In his maturity, Vladimir Nabokov came to see the loss of his ancestral Russia as the greatest ordeal of his life. The pre-revolutionary St Petersburg of his childhood was a world of sailor-suited privilege, with English nurses and governesses.

The novelist's father, the liberal statesman VD Nabokov, had been assassinated at a political meeting in Berlin in 1922. He was, according to Trotsky, "an overstarched Englishman" haughtily opposed to people's rule. Vladimir Nabokov's own dandyism – his butterfly collecting, his penchant for Roquefort cheese and pineapple – owed something perhaps to his father's patrician stiffness.

How did a Russian-born novelist with such Fabergé-egg-like refinements produce a rapturous hymn to American roadside culture?
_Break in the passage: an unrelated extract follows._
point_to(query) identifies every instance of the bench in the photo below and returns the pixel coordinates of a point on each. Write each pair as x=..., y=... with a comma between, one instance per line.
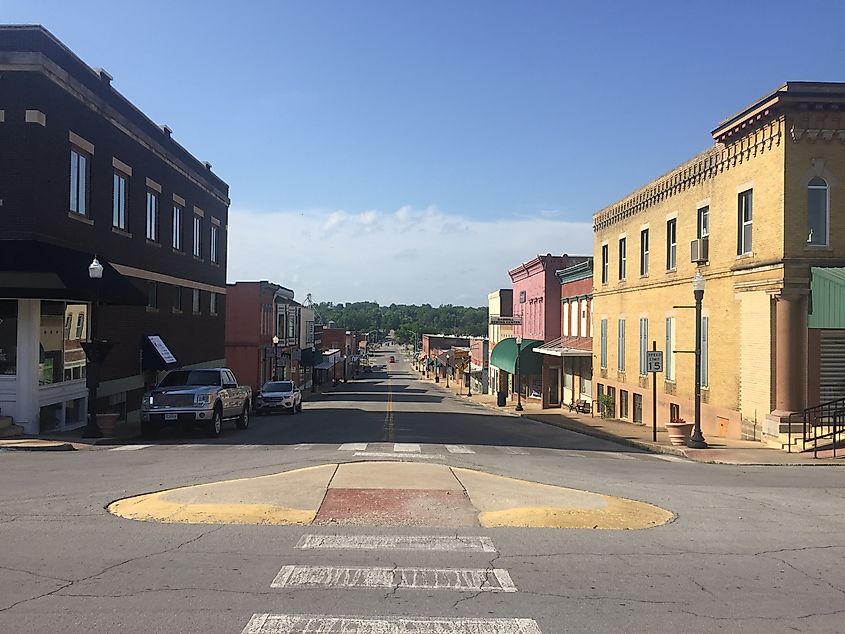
x=582, y=405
Nabokov's 1955 masterwork, Lolita, is a lasciviously compelling account of illicit love as well as a Walt Whitman-like celebration of New World canyons, nature reserves, diners and cowboy-themed motels. Rarely has an émigré writer succumbed so gleefully to the allures of post-war America, according to Robert Roper in his superb biography-cum-essay, Nabokov in America.

In the 20 years he lived and worked in America between 1941 and 1961, Nabokov travelled 200,000 miles by car, Roper estimates. Highway journeys undertaken with his Russian wife, Véra, in search of butterfly specimens opened up postcard-picturesque vistas of the Grand Canyon and the Great Smoky Mountains. Unlike Thomas Mann or other European writers exiled in the US (Bertolt Brecht, notably), Nabokov immersed himself happily in what Roper calls the "demos". In preparation for the five-year composition of Lolita, Nabokov gleaned slang from American teen magazines ("She was loads of fun") and rode on buses to hear teenagers speak.

Humbert Humbert, the unsavoury charmer of Lolita, "reads America through the medium of a child", writes Roper. The paedophile college professor's love for Dolores "Lolita" Haze is amplified by the crazy drive he undertakes with her across 48 states. Whether or not Nabokov was himself prone to fantasies of child love is uncertain.

Against all expectations, Nabokov's "sexy smash" was one of the bestselling novels of the 1950s in America. Roper's marvellous book, a hybrid of literary criticism and biography, sheds light on a Russian writer enraptured by Uncle Sam.